On the bright side, Intuitive Machines noted that IM-2 “was the southernmost lunar landing and surface operations ever achieved,”
Intuitive Machines is planning to send its IM-3 mission to the Reiner Gamma region of the Moon with four NASA payloads, as well as a rover and relay satellite. It could launch as early as next year.
NASA and Intuitive Machines could not be reached for comment before publication.
Space challenges
Two missions that launched as rideshare payloads on the same SpaceX Falcon 9 rocket as IM-2 have also faced severe setbacks.
Mission controllers are attempting to reestablish contact with NASA’s Lunar Trailblazer, a $95-million satellite designed to map the distribution of different forms of water ice across the Moon. Run by Caltech’s Infrared Processing and Analysis Center (IPAC) in Pasadena, California, the team was initially able to communicate with the craft. But shortly after launch it encountered power issues and the team lost communication with it the next morning.
The mission team thinks the craft is spinning slowly in a low-power state, NASA said in a March 4 statement. Lunar Trailblazer is taking a circuitous, looping route to the Moon designed to save fuel. But the communication issues have prevented the craft from performing maneuvers to keep it on course. The mission team is now charting alternative paths to the Moon that “may be able to place Lunar Trailblazer in lunar orbit and allow it to complete some of its science objectives,” NASA said, but that hinges on reestablishing contact.
“NASA sends up high-risk, high-reward missions like Lunar Trailblazer to do incredible science at a lower cost, and the team truly encapsulates the NASA innovative spirit — if anyone can bring Lunar Trailblazer back, it is them,” said Nicky Fox, NASA’s associate administrator of its science division, in the statement.
Another mission that caught a ride on IM-2’s launch was Odin, a small satellite from startup Astroforge designed to collect data and images from asteroid 2022 OB5 for potential mining.
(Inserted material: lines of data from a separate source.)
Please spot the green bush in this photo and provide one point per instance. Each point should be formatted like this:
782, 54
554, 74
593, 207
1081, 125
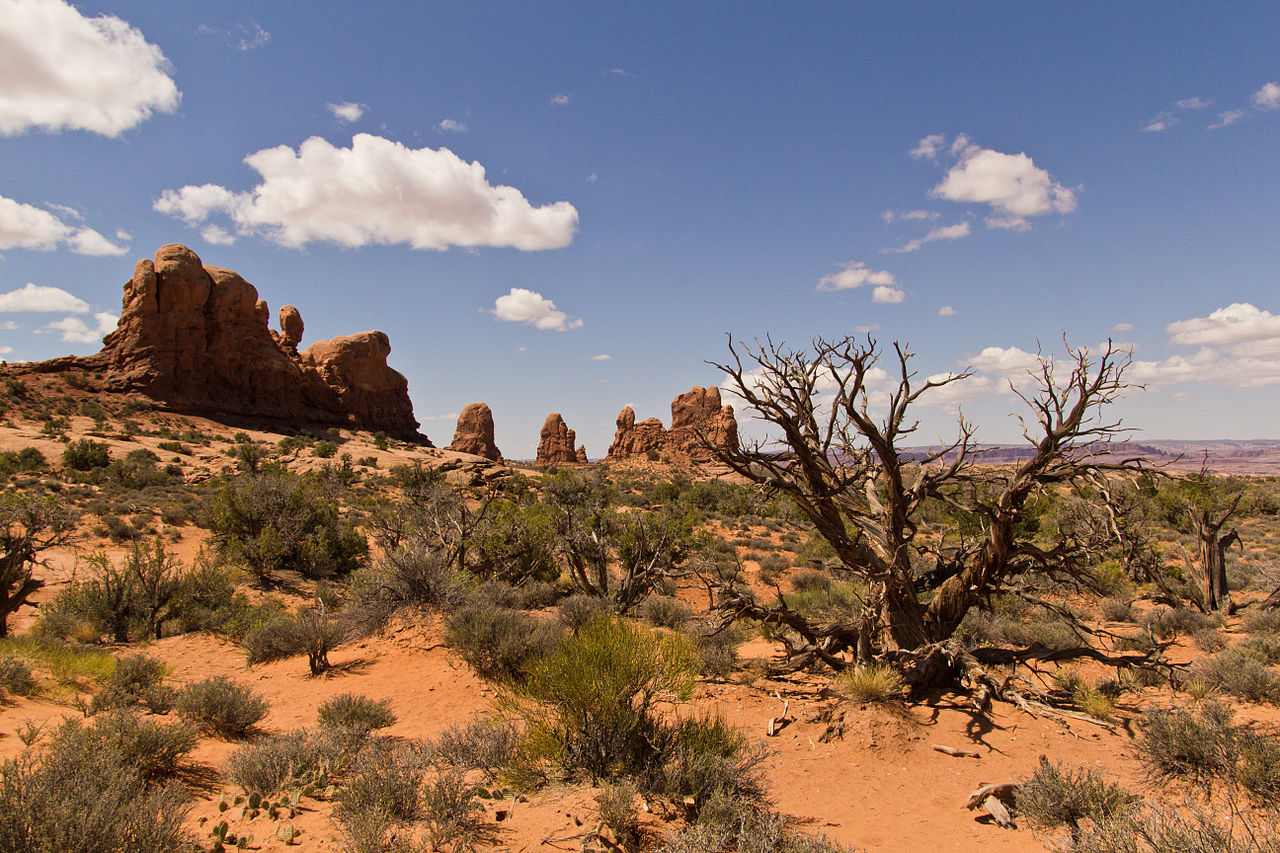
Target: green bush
222, 706
86, 455
355, 715
1063, 797
590, 706
498, 643
83, 796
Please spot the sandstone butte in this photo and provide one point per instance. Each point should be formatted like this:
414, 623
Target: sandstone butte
474, 433
556, 445
698, 422
196, 338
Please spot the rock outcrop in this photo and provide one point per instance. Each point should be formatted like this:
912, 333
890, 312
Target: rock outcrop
196, 338
474, 433
694, 415
556, 445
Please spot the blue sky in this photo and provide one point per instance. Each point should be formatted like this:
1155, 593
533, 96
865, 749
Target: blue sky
516, 191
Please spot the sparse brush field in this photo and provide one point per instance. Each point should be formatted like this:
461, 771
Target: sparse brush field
229, 638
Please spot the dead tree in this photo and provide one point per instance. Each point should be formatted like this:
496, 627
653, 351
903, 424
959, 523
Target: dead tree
845, 470
28, 525
1212, 552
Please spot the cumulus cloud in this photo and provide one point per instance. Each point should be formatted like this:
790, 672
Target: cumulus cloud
1267, 97
887, 295
62, 69
33, 297
908, 215
946, 232
533, 309
77, 331
346, 112
1238, 346
27, 227
375, 192
1229, 117
855, 274
928, 147
1010, 183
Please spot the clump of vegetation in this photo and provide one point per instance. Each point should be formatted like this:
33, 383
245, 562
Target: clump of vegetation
222, 706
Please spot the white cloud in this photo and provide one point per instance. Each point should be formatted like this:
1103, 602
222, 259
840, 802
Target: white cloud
33, 297
929, 146
77, 331
375, 192
346, 112
533, 309
908, 215
1267, 97
946, 232
1229, 117
1005, 361
62, 69
1234, 324
887, 295
1011, 183
855, 274
27, 227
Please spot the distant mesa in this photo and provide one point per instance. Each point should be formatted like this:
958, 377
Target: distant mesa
196, 338
556, 445
474, 433
698, 423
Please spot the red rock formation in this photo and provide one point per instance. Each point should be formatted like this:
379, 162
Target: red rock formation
636, 439
475, 432
556, 443
196, 338
694, 415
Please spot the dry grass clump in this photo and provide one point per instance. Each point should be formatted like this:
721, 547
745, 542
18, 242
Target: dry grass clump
871, 683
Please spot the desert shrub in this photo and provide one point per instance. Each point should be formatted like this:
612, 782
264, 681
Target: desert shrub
16, 676
1262, 621
484, 744
1057, 796
1210, 641
383, 778
1116, 610
137, 679
279, 762
1239, 673
274, 521
590, 705
1180, 744
312, 632
355, 715
82, 796
498, 643
86, 455
708, 756
580, 609
222, 706
869, 683
664, 611
452, 813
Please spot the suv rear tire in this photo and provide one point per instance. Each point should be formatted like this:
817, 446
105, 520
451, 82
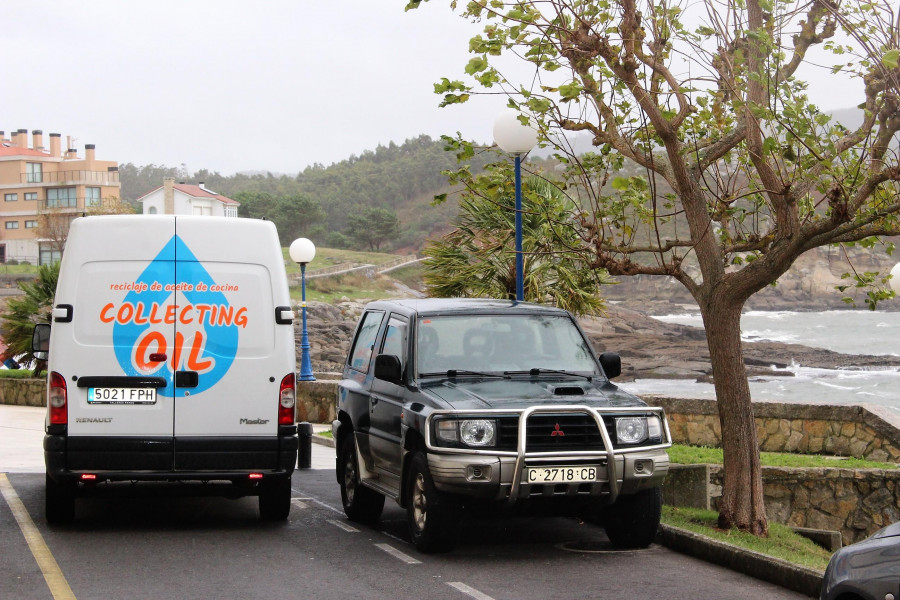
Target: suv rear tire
59, 502
632, 522
361, 504
431, 515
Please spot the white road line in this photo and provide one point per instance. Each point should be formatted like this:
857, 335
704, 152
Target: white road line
397, 554
468, 591
56, 581
320, 503
342, 525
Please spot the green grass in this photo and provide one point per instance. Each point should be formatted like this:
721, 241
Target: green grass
19, 373
328, 257
692, 455
782, 542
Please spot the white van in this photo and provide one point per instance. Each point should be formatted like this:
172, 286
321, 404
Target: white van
171, 358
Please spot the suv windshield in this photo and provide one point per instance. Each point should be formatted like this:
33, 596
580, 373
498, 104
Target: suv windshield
498, 343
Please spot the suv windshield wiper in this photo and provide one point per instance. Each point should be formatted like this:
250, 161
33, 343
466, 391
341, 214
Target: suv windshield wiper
452, 373
535, 372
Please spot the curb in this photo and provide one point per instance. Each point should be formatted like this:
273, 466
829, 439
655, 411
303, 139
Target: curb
780, 572
322, 440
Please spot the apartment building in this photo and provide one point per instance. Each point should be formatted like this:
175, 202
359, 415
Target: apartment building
42, 184
187, 199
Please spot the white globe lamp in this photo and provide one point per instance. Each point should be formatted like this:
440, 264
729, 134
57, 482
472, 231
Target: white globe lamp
302, 252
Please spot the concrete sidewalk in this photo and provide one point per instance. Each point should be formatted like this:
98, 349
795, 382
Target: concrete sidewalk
22, 441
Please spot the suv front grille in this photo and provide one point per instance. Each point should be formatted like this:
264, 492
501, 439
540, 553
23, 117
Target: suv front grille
548, 433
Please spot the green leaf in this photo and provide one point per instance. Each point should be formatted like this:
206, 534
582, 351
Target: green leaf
476, 65
891, 58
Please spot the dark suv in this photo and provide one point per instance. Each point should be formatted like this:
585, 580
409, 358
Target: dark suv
448, 405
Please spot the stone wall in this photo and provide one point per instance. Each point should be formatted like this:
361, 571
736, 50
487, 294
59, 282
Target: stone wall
316, 401
862, 431
854, 502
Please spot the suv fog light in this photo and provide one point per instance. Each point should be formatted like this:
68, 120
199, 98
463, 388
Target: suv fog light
631, 430
477, 432
643, 467
478, 473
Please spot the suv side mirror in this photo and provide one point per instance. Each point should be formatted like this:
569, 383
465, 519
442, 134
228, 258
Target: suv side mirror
387, 367
40, 338
612, 364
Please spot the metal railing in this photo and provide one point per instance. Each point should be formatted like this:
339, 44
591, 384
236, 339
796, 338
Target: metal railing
71, 177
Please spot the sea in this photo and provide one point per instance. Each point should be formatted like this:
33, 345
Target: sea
844, 331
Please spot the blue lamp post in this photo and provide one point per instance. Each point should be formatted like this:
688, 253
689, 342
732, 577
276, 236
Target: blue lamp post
517, 139
302, 251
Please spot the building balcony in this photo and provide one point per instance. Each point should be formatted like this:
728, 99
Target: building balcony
109, 178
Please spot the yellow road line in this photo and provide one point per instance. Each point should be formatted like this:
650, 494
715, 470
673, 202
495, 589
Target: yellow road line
56, 581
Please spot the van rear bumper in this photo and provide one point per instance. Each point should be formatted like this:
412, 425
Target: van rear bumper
169, 459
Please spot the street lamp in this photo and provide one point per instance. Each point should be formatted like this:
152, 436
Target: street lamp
895, 279
302, 252
517, 139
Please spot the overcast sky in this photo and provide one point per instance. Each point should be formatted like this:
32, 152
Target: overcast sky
231, 85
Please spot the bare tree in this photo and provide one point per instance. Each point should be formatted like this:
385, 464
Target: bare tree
736, 171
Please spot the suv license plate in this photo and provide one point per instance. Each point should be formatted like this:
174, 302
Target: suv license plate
122, 395
577, 474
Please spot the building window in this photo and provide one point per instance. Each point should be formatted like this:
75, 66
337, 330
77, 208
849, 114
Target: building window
61, 198
35, 172
91, 197
48, 255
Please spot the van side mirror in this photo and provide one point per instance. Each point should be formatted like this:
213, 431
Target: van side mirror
387, 367
40, 338
612, 364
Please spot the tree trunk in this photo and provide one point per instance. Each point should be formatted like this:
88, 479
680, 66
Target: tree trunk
742, 504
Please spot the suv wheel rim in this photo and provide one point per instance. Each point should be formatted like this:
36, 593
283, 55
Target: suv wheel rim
419, 502
349, 480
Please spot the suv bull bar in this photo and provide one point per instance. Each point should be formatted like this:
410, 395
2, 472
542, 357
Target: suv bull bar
521, 454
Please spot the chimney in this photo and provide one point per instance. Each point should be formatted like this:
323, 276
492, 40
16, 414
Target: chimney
54, 145
169, 195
Astroforge says they built the craft in less than 10 months for $3.5 million.
But soon after Odin was deployed, its operators ran into numerous technical problems at their ground stations, the company said. Their operational team attempted to reestablish contact, receiving unexpected help from amateur radio operators. But on March 6, with the craft traveling farther away and its location growing increasingly uncertain, Astroforge deemed it most likely unrecoverable.
Editor’s note: This story was updated to include information from NASA’s statement.